- Church: Coptic Orthodox Church

Personal details
- Born: Sorial Ayad Sorial 17 January 1955 Sudan
- Died: 17 January 2002 (aged 47) California, United States
- Occupation: Bishop
- Alma mater: University of Khartoum

= Bishop Karas =

Sudanese-American bishop

Bishop Karas (born Sorial Ayad Sorial) was the first bishop of the Coptic Orthodox Church in the United States and the first abbot of the church's first monastery outside Egypt.

==Early life==
Sorial Ayad Sorial was born on 17 January 1955, in Sudan. Sorial was devout at a young age, and received a strong Orthodox upbringing. After Sorial finished his bachelor's degree in chemical engineering from the University of Khartoum, he left to France to pursue a doctorate at the University of Toulouse.

==Career==

On 18 January 1981, he attempted to enter Monastery of Saint Bishoy but was stopped by the Abbot, Bishop Sarabamoun, who told him to return to France to continue his education. Sorial replied, “No one, having put his hand on the plough can look back.” (Luke 9:62) The Abbot then allowed him to enter. On November 14, 1981, Sorial was ordained a monk and given the name Father Karas. Pope Shenouda III ordained him as a priest on 14 February 1984, and assigned him to head the Papal Center in St. Bishoy Monastery. On 23 May 1989 Pope Shenouda elevated Father Karas to Hegumen.

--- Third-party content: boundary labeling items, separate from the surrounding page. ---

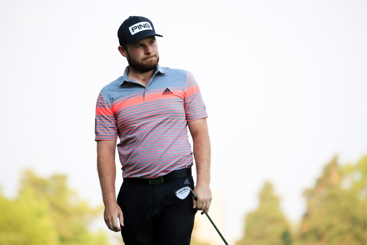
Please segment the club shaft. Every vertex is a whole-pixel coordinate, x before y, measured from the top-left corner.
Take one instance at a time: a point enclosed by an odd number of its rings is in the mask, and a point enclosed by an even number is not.
[[[192,194],[192,196],[194,197],[194,198],[197,201],[197,197],[196,197],[196,195],[195,194],[195,193],[194,193],[194,192],[192,191],[192,190],[190,190],[191,191],[191,194]],[[226,239],[224,239],[224,237],[223,237],[223,236],[222,235],[222,233],[221,233],[221,232],[219,231],[219,230],[218,230],[218,228],[217,227],[217,226],[216,226],[215,224],[214,223],[214,222],[213,222],[213,220],[212,220],[210,218],[210,216],[209,216],[209,215],[208,215],[207,213],[206,213],[205,214],[206,215],[207,217],[208,217],[208,219],[209,219],[209,220],[210,221],[210,223],[211,223],[211,224],[213,225],[213,226],[214,226],[214,228],[215,228],[215,230],[217,230],[217,232],[218,233],[218,234],[219,234],[219,235],[221,236],[221,238],[222,238],[222,239],[223,240],[224,242],[224,243],[226,245],[228,245],[228,242],[227,242],[227,241],[226,241]]]
[[[222,239],[223,240],[223,241],[224,242],[224,243],[226,245],[228,245],[228,242],[227,242],[227,241],[226,241],[226,239],[224,239],[224,238],[223,237],[223,235],[222,235],[222,233],[221,233],[221,232],[219,231],[219,230],[218,230],[218,228],[217,228],[217,226],[215,225],[215,224],[214,223],[214,222],[213,222],[211,219],[210,218],[210,216],[209,216],[209,215],[208,215],[207,213],[206,213],[205,214],[206,215],[207,217],[208,217],[208,219],[209,219],[209,220],[210,221],[210,223],[211,223],[211,224],[213,225],[213,226],[214,226],[214,228],[215,228],[215,230],[217,230],[217,232],[218,233],[218,234],[219,234],[219,235],[221,236],[221,237],[222,238]]]

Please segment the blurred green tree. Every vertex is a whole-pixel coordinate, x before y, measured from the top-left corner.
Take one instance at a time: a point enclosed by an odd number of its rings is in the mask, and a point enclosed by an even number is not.
[[[259,197],[259,207],[246,216],[244,235],[236,244],[290,245],[289,225],[271,183],[265,182]]]
[[[17,199],[0,193],[0,245],[108,244],[104,234],[88,230],[102,207],[81,201],[66,180],[61,175],[44,179],[27,170]]]
[[[325,167],[315,187],[304,191],[307,210],[297,244],[367,244],[365,203],[355,189],[343,188],[345,179],[335,157]]]

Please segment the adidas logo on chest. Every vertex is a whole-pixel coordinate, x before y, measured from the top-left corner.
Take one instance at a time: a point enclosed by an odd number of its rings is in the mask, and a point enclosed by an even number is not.
[[[166,94],[173,94],[173,92],[171,92],[171,90],[168,89],[168,88],[166,88],[166,89],[164,90],[164,91],[163,91],[162,93],[162,95],[166,95]]]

Hegumen Karas was appointed to head the new Monastery of St. Antony the Great in Newberry Springs, California (near Barstow, California) on 26 September 1989.

The Bishops and Metropolitans of the Holy Synod of the Coptic Orthodox Church unanimously agreed to the elevation of Father Karas as Bishop and Abbot in recognition of the monastery's prosperity; he was consecrated as a bishop on 6 July 1991, by Pope Shenouda III.

In 1998 Bishop Karas was diagnosed with lung cancer and was given nine months to live. The bishop continued to celebrate the Divine Liturgy, followed the regular fast schedule and lived a strict ascetic life. He met daily with visitors, even though he was receiving chemotherapy treatment. On 10 January 2002, Bishop Karas suffered a stroke and fell into a coma; he died in the early morning of January 17, the day before his 47th birthday.